Kasubdit Dittipidsiber Bareskrim Polri, Komisaris Besar Polisi Asep Safrudin menyatakan para pelaku menjual surat sakit palsu kepada calon pembelinya yang merupakan karyawan dan mahasiswa melalui akun media sosial.

“Pertama kita tangkap MKM, yang mengelola akun Instagram jasasuratsakit.blogspot.com. Kita dalami, kemudian mendapat identitas pelaku dan yang dilakukannya. Bahwa benar yang bersangkutan menjual itu (surat sakit palsu),” kata Kombes Pol Asep Safrudin di Mabes Polri, Jakarta Selatan, Jumat (12/01).
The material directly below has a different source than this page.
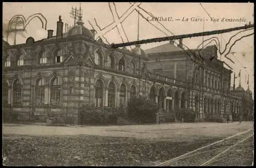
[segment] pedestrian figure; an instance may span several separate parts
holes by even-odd
[[[158,115],[158,118],[159,118],[158,124],[160,124],[160,114]]]
[[[227,122],[228,123],[229,122],[229,116],[227,115]]]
Setelah melakukan pengembangan, Asep menyatakan pihaknya telah berhasil menangkap dua orang pelaku lagi yang ikut terlibat dalam proses jual beli surat sakit palsu ini. MKM berperan sebagai otak bisnis tersebut sejak tahun 2012, sedangkan NJY dan MJS sebagai pemasaran.

“Dalam sehari para tersangka menjual surat sakit sebanyak 15 hingga 20 buah. Satu surat sakit dijual dengan harga Rp25.000. Kemudian, pemesanan surat sakit melalui Whatsapp MJS di nomer 081271538781. MJS memasang informasi pemesanan lewat akun Instagram @suratsakitjkt,” ujarnya.

Selain itu, Kepala Bagian Penerangan Umum DivHumas Polri Kombes Pol Martinus Sitompul menyatakan selain dengan surat sakit palsu, tersangka juga menyediakan kuitansi biaya obat maupun perawatan agar bisa diganti oleh instansi pemesan. “Hal ini berakibat pada kerugian kepada instansi dan perguruan tinggi,” tutur Martinus Sitompul.

Atas perbuatannya, pelaku diduga melanggar Pasal 28 ayat 1 jo Pasal 45 ayat 1 Undang-undang nomor 19 Tahun 2016 tentang Informasi dan Transaksi Elektronik dan Pasal 73 ayat 1 jo Pasal 77 Undang-undang nomor 29 Tahun 2004 tentang Praktik Kedokteran.